L’idée que l’Occident, et en particulier les États-Unis, auraient encouragé les tensions internes en Ukraine pour opposer les russophones et les ukrainophones en Ukraine, et les peuples russe et ukrainien dans leur ensemble, est un thème récurrent dans la rhétorique de Patrouchev. En janvier 2019, Patrouchev a présenté en avant-première une série de justifications du Kremlin pour la future invasion à grande échelle de l’Ukraine par la Russie. Le secrétaire du Conseil de sécurité a affirmé que (a) l’Ukraine était divisée, (b) le gouvernement nationaliste de l’Ukraine, ainsi que ses alliés encore plus radicaux, opprimaient les russophones dans l’est et le sud de l’Ukraine, et (c) le pays pourrait ainsi perdre son statut d’État. Ce type d’accusation préventive rappelle le tristement célèbre discours d’Adolf Hitler, en janvier 1939, annonçant l’imminence de la guerre mondiale, dans lequel il rendait les Juifs responsables de son déclenchement imminent :

« Si les financiers juifs internationaux, à l’intérieur et à l’extérieur de l’Europe, parviennent à plonger à nouveau les nations dans une guerre mondiale, le résultat ne sera pas la bolchévisation de la planète, et donc la victoire de la juiverie, mais l’anéantissement de la race juive en Europe ! »

Presque exactement 80 ans plus tard, en janvier 2019, Patrouchev écrit :

« Les autorités de Kiev font tout leur possible pour diviser l’Ukraine : ils appliquent le scénario occidental consistant à arracher l’Ukraine à la Russie, tout en ignorant les intérêts de leur propre peuple. En conséquence, le pays est de facto divisé. La population des régions occidentales se méfie des habitants du sud-est, qu’elle considère comme des partisans du « monde russe ». Dans les régions du sud et de l’est, le pouvoir de Kiev est largement assuré via l’oppression morale et physique des populations locales par les nationalistes radicaux. En conséquence, des sentiments anti-gouvernementaux se développent dans ces régions. Le schisme social est encore exacerbé par les affrontements entre Églises. La poursuite de ces politiques par les autorités de Kiev pourrait contribuer à la perte du statut d’État par l’Ukraine. »

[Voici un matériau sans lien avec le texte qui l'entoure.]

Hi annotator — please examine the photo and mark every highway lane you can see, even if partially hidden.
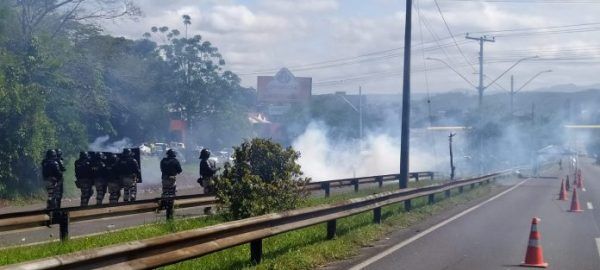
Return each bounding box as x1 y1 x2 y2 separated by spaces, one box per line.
352 160 600 270
0 178 408 247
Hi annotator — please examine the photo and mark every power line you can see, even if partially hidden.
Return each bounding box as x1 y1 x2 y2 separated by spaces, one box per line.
444 0 600 4
433 0 476 71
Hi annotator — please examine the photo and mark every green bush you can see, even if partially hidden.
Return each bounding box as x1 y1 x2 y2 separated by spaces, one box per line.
215 138 310 219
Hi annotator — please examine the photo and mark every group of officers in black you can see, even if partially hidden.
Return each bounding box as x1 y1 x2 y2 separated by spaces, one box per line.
42 148 219 212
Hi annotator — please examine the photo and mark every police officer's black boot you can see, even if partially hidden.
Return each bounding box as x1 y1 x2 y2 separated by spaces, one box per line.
46 200 54 209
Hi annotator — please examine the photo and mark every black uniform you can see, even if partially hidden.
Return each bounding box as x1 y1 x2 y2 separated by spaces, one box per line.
117 151 140 202
54 149 67 208
75 152 94 206
91 152 108 205
200 158 219 194
160 154 182 197
42 151 63 209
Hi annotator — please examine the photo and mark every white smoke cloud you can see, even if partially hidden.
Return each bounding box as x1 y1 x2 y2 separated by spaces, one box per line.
292 122 441 181
89 135 132 153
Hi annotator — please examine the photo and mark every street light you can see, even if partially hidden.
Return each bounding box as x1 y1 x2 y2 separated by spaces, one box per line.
425 57 477 88
426 55 539 173
337 86 363 148
425 55 539 109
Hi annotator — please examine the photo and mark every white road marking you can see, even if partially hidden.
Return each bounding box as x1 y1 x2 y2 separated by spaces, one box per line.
350 178 528 270
596 238 600 256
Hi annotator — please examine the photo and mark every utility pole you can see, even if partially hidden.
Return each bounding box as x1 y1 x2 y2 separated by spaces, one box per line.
399 0 412 189
465 33 496 110
358 85 363 147
448 133 456 180
465 33 496 174
510 75 515 121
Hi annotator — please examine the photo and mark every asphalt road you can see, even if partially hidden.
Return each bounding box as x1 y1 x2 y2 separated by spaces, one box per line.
0 176 408 248
353 159 600 270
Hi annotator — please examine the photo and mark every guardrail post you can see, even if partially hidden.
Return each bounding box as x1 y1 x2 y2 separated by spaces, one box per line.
53 211 69 241
250 239 262 264
327 219 337 239
373 207 381 224
321 182 331 197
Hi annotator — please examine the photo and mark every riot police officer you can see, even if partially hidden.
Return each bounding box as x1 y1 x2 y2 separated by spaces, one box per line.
199 149 219 194
105 153 122 204
75 152 94 206
118 148 140 202
198 149 219 215
92 152 107 205
160 149 182 197
54 148 67 208
42 149 63 209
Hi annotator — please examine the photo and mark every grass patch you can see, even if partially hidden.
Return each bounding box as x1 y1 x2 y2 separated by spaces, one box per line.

Dans le récit anti-occidental de Patrouchev et d’autres leaders d’opinion russes, les « révolutions de couleur », prétendument inspirées par l’étranger, ne conduisent pas à l’instauration de régimes libéraux. Au lieu de se démocratiser, les pays qui subissent l’influence occidentale — l’Ukraine étant l’exemple le plus frappant — subissent une fascisation. Au début du mois d’août 2020, Patrouchev a affirmé, dans une longue interview sur le fascisme [les Russes ne font pas de distinction entre le nazisme et le fascisme, NDLR], qu’après 1945, seule l’URSS s’était engagée dans un processus sérieux de défascisation, tandis qu’ailleurs, les fascistes n’avaient pas été poursuivis assez sévèrement, voire pas du tout — la stratégie américaine d’après-guerre consistant à effrayer les pays en les prévenant que « les Russes arrivent », puis à porter au pouvoir des ultranationalistes.

Lorsqu’au début de l’année 2021, la Russie a commencé à se préparer ouvertement à l’invasion à grande échelle de 2022, Patrouchev a suivi la ligne de conduite de Poutine, qui consistait à nier les préparatifs de guerre de la Russie, tout en réservant à Moscou le droit de passer à l’action. Dans une interview accordée au quotidien russe relativement libéral Kommersant, Patrouchev a esquissé le récit, également populaire parmi de nombreux commentateurs occidentaux, d’une division très grave au sein de l’Ukraine, tout en mettant l’accent sur l’incompétence ridicule de ses dirigeants et sa nature d’État-client dépendant des États-Unis.

En avril 2021, Patrouchev déclarait :

 « Nous ne nourrissons pas de tels projets [d’ingérence dans le prétendu conflit interne à l’Ukraine], non. Mais nous suivons la situation de près. En fonction de son évolution, des mesures spécifiques seront prises. Je suis convaincu qu’il s’agit de la conséquence de graves problèmes internes en Ukraine, dont les autorités tentent ainsi de détourner l’attention. Elles résolvent leurs problèmes aux dépens du Donbass, car les capitaux quittent le pays depuis longtemps : l’économie n’y est encore soutenue que par des prêts étrangers coûteux, dont la dette ne cesse de croître, et les vestiges de l’industrie qui ont réussi à rester à flot sont vendus par Kiev à des étrangers, comme on dit aujourd’hui, à des prix démocratiques. Même la fameuse terre noire ukrainienne et le bois sont exportés à l’étranger par voie ferrée, privant le pays de cet atout. »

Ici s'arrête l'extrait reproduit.